时间在这种极致煎熬中缓慢流淌。书房里只剩下书页翻动的声音和男人极力压抑的、破碎的喘息。阳光透过窗棂,恰好落在殷千时裸露的胸脯上,将那雪白的肌肤镀上一层暖金,乳尖的嫣红在光线下显得更加诱人。
许青洲看得眼热心跳,喉咙干得发疼,胯下的欲望胀痛到了极点,他觉得再这样下去,自己可能真的会疯掉,或者……直接被这静止的快感逼得射出来。

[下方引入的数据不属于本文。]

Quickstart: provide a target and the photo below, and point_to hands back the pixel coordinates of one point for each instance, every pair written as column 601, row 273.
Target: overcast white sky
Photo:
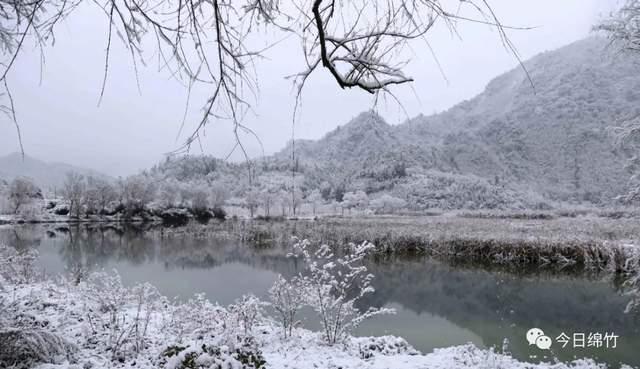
column 61, row 121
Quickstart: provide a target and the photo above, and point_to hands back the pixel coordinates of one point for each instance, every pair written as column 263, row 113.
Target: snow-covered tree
column 137, row 192
column 22, row 192
column 252, row 200
column 357, row 200
column 74, row 190
column 387, row 204
column 333, row 286
column 314, row 198
column 623, row 26
column 99, row 194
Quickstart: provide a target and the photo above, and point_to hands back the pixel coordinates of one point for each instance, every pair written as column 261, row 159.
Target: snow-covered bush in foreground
column 64, row 325
column 333, row 285
column 287, row 298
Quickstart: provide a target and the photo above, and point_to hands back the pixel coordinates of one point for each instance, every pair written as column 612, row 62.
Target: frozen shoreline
column 62, row 308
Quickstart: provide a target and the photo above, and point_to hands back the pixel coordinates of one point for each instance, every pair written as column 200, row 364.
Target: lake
column 437, row 304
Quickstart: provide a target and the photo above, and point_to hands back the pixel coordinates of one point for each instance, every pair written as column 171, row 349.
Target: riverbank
column 63, row 324
column 581, row 243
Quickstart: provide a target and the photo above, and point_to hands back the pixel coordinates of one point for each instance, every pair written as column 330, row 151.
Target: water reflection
column 438, row 304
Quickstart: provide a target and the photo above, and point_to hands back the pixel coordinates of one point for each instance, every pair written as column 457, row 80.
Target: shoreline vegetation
column 581, row 243
column 93, row 321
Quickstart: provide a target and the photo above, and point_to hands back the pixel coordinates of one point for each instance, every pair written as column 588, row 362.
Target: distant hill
column 552, row 138
column 46, row 175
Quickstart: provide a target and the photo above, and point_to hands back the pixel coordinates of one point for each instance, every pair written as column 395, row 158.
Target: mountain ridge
column 46, row 175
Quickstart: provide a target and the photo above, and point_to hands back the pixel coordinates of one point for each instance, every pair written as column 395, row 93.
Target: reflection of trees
column 492, row 304
column 496, row 305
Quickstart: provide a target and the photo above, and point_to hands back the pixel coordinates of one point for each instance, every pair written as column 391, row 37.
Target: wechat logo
column 535, row 336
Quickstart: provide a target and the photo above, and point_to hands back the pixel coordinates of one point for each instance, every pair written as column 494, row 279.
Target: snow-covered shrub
column 124, row 312
column 385, row 345
column 333, row 286
column 24, row 348
column 208, row 356
column 195, row 317
column 18, row 267
column 22, row 192
column 245, row 313
column 632, row 282
column 287, row 298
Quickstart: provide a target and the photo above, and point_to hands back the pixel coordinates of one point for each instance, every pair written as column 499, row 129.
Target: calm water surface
column 437, row 305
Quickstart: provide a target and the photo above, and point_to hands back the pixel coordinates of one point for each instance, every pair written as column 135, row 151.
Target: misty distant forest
column 442, row 241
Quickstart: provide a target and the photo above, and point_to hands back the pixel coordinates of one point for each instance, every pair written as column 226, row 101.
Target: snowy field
column 61, row 332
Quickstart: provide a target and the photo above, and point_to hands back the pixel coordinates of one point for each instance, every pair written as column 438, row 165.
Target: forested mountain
column 548, row 135
column 531, row 140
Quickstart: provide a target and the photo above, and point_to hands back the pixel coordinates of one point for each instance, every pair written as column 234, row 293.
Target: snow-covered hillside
column 45, row 175
column 551, row 138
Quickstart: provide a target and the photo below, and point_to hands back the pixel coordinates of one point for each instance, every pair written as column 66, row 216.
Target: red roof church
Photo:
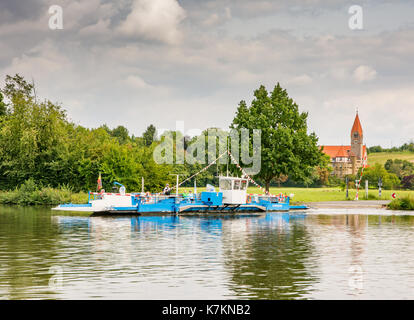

就在他感觉自己理智的弦快要崩断时,殷千时似乎终于被书中某个有趣的段落吸引,唇角极轻地弯了一下。这一抹几乎看不清的笑意,却像是一道亮光,瞬间击中了许青洲。
他被这罕见的、因他之外的事物而流露的笑意迷住了,痴痴地望着。而殷千时,或许是被这份专注的凝视打扰,或许是真的读到了兴头上,她忽然腰肢一拧,带着点不经意的、慵懒的意味,在他身上轻轻起伏了一下。
只是浅浅的一下,退出少许,又深深坐下。
“噗啾……”
然而,就是这一下,成了压垮许青洲的最后一根稻草!
那被压抑许久的快感如同决堤的洪水,轰然爆发!他再也无法控制,腰部猛地向上弹起,双手不受控制地箍住了殷千时的腰肢,喉咙里迸发出一声漫长而扭曲的、混合着极致痛苦与狂喜的嘶吼!
“呃啊啊啊——妻主!!!!”
滚烫的精液如同失控的岩浆,猛烈地、持续地喷射进那早已等候多时的贪婪子宫深处……
殷千时被他这突如其来的剧烈喷射顶得娇躯乱颤,发出一声短促的惊喘,手中的书卷再次滑落。她伏在他剧烈起伏的胸膛上,感受着体内那持续不断的、强劲的脉动,金眸中也掠过了一丝迷离的水光。
许青洲如同濒死般大口喘息着,双臂却将身上的娇躯搂得死紧,仿佛要将她揉进自己的骨血里。他望着头顶精美的房梁,脸上是一种虚脱又极度满足的表情。